The Chodikee Lake area in Ulster County has carried diverse populations through its history. The name itself derives from an Algonkian phrase meaning 'the place of the signal fire,' referencing the light-colored rock cliffs used by the Esopus Tribe for visible fire signals toward Mohonk. The lake itself is roughly 100 acres, shaped like the spade on a playing card, in the Town of Lloyd.
Around 1800, the Pang Yang — followers of Jemima Wilkinson, a former Quaker from Rhode Island who founded her own religious community — established a settlement in the area. Wilkinson reportedly contracted plague during the Revolutionary War, was presumed dead, and surprised her family by sitting up at her own wake; she attributed her recovery to an entity she called the 'Publick Universal Friend' and founded a new sect preaching communal living and equality across gender and race. Pang Yang and Penn Yan are both shortenings of the phrase 'Pennsylvania Yankee.' Mainstream Quakers shunned her, and her followers settled in places including Chodikee Lake.

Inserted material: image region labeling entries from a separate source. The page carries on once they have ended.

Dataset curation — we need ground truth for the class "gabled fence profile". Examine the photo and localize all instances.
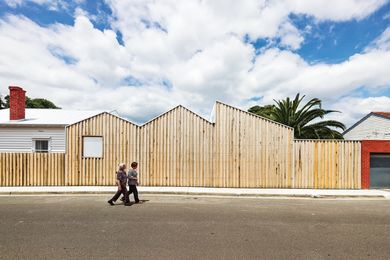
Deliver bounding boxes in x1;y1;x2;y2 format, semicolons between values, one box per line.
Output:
0;102;361;189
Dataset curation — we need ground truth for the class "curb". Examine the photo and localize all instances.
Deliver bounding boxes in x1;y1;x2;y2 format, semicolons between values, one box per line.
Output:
0;191;390;199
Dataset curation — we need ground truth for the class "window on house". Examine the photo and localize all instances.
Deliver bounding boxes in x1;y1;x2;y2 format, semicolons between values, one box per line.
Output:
34;139;49;153
83;136;103;158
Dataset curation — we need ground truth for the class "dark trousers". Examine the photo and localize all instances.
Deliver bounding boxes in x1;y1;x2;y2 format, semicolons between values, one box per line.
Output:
110;184;130;203
129;185;139;202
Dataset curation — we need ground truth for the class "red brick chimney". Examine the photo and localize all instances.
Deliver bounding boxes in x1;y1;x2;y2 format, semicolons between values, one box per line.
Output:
9;86;26;120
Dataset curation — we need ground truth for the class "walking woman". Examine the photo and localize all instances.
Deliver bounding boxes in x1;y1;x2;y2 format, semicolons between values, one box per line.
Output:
107;163;130;206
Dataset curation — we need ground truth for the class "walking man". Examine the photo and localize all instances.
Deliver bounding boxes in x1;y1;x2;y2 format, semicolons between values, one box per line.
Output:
108;163;130;206
127;162;139;203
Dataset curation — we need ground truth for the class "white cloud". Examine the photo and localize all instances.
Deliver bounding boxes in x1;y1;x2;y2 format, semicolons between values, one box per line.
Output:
5;0;71;11
0;0;390;126
332;96;390;126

By 1901, the eastern shore of Chodikee Lake housed the Riordon School, a competitive all-boys academy that drew students nationally until closing in 1940. In 1941, federal agents discovered a bootlegging operation on Chodikee Lake Road. The lake later hosted a fancy hotel, summer camp, orthodox Jewish community, and juvenile-offender residential center over the course of the 20th century.
Washington Cemetery, a small 19th-century burial ground associated with nearby farmland, lies along North Chodikee Lake Road. It is noted in local accounts as difficult to locate and very old.
Sources
- https://hudsonvalleyone.com/2013/08/17/chodikee-lake-area-has-storied-colorful-history/
- https://hudsonvalleyone.com/2018/07/11/off-the-beaten-path-chodikee-lake/
- https://dec.ny.gov/places/chodikee-lake
- http://fishhudsonvalley.com/chodikee-lake-highland-ny/
ApparitionsResidual haunting
The accounts associated with North Chodikee Lake Road center on the stretch in front of Washington Cemetery. Witnesses describe seeing a group consistent with a family — multiple figures — walking in the road or at the road's edge. The figures perform a recognizable gesture, raising a hand as if directing traffic to stop.
The distinctive element is what happens next: the figures do not yield. They continue moving, passing through the vehicle rather than around it. The experience as described is not violent or threatening — the witnesses report the figures moving through the car as they would walk through space, without impact.
The timing is specified in accounts as consistently occurring between midnight and 3 a.m. — a window consistent with the folk concept of the 'witching hour.' The figures' identity is not documented. The 19th-century farmland cemetery in the vicinity suggests the tradition may be rooted in the area's early settler community — possibly the Pang Yang or post-Wilkinson farming families who occupied the land — though no specific historical event has been linked to the accounts.